Sefaz, Secont, SEP, Seger e PGE iniciam projetos do Profisco II com o BID

Representantes das Secretarias da Fazenda (Sefaz), Controle e Transparência (Secont), Economia e Planejamento (SEP), de Gestão e Recursos Humanos (Seger) e da Procuradoria-Geral do Estado (PGE) participaram, nessa quarta-feira (1º), da reunião de início dos projetos que estarão presentes no Programa de Apoio à Modernização da Gestão Fiscal (Profisco II).

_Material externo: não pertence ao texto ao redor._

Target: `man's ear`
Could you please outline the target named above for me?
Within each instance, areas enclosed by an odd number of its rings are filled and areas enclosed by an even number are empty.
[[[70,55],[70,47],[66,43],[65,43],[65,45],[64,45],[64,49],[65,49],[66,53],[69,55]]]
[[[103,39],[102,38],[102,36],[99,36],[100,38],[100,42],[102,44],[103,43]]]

Os recursos para o desenvolvimento dos projetos será financiado pelo Banco Interamericano de Desenvolvimento (BID).

Ao todo, o Estado terá cerca de R$ 200 milhões para modernizar a gestão fazendária e aperfeiçoar gestão financeira no Espírito Santo. "Esse é um valor bastante expressivo e estamos muito empenhados para fazer as melhores contratações possíveis. Sabemos que teremos muito trabalho nos próximos meses, nos próximos anos, mas estamos certos que o resultado será muito positivo", disse o secretário de Estado da Fazenda, Marcelo Altoé.

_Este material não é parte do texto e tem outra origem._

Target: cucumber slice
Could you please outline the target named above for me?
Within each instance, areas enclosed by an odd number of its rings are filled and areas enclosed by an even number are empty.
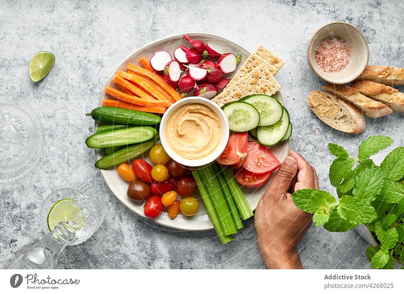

Os secretários de Estado Marcelo Calmon (Seger), Edmar Camatta (Secont), Maria Emanuela Alves Pedroso (SEP) e o subprocurador-Geral, Rafael Drews, também participaram do encontro e parabenizaram suas equipes pelos trabalhos desenvolvidos.

"Tratar do planejamento e execução orçamentária é levar resultados positivos para toda a população. A equipe da SEP se dedicou muito e os resultados serão os melhores possíveis. Vemos, no Profisco II, uma oportunidade de fazer ainda mais pela nossa população", afirmou Maria Emanuela Alves Pedroso. 

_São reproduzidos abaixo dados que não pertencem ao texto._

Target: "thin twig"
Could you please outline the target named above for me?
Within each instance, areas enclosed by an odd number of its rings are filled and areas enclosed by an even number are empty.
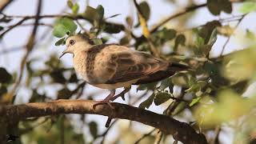
[[[242,1],[230,0],[230,2],[242,2]],[[186,7],[186,8],[180,10],[179,12],[167,17],[166,18],[165,18],[162,21],[161,21],[159,23],[154,25],[154,26],[150,30],[150,32],[151,33],[155,32],[158,28],[160,28],[162,26],[163,26],[164,24],[166,24],[166,22],[168,22],[171,19],[176,18],[178,18],[179,16],[182,16],[183,14],[187,14],[189,12],[194,11],[194,10],[198,10],[199,8],[205,7],[206,6],[207,6],[207,3],[203,3],[203,4],[201,4],[201,5],[196,5],[196,6],[192,6]]]
[[[14,83],[14,86],[13,87],[13,89],[10,90],[10,92],[6,95],[6,97],[5,98],[5,102],[6,103],[10,103],[12,102],[13,100],[13,97],[22,81],[22,78],[23,77],[23,70],[24,70],[24,67],[26,65],[26,58],[28,58],[28,56],[30,55],[30,52],[32,51],[34,46],[34,39],[35,39],[35,36],[36,36],[36,33],[38,30],[38,23],[39,23],[39,15],[41,13],[41,10],[42,10],[42,0],[38,0],[38,10],[37,10],[37,13],[36,13],[36,18],[34,20],[34,28],[32,30],[31,34],[29,38],[29,40],[26,43],[26,53],[25,54],[25,55],[23,56],[23,58],[22,58],[22,62],[21,62],[21,67],[20,67],[20,70],[19,70],[19,76],[18,77],[16,82]]]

Ao todo, 15 projetos serão desenvolvidos com apoio do Profisco II. A especialista sênior em Gestão Fiscal do BID, Ana Lúcia Paiva Dezolt, agradeceu o empenho das equipes e das secretarias parceiras que propuseram as ações. "Nosso maior desafio era que a operação fosse totalmente elegível, mas isso já foi superado. Agora, vamos trabalhar o plano de aquisições de forma muito realística e analisar a tramitação desses processos de aquisição", informou.


O Profisco II

De acordo com o contrato com o BID, o Estado tem 25 anos para finalizar o pagamento da dívida. "O empréstimo tem condições muito favoráveis ao Estado. O prazo é longo. São 5 anos e meio de carência e os juros devem ficar abaixo de 2% ao ano. Tenho certeza que esse recurso será muito bem empregado pela Sefaz e pelas demais secretarias que fazem parte do escopo do Profisco II", comentou a Coordenadora Geral  do Profisco II ES, Andressa Pavão.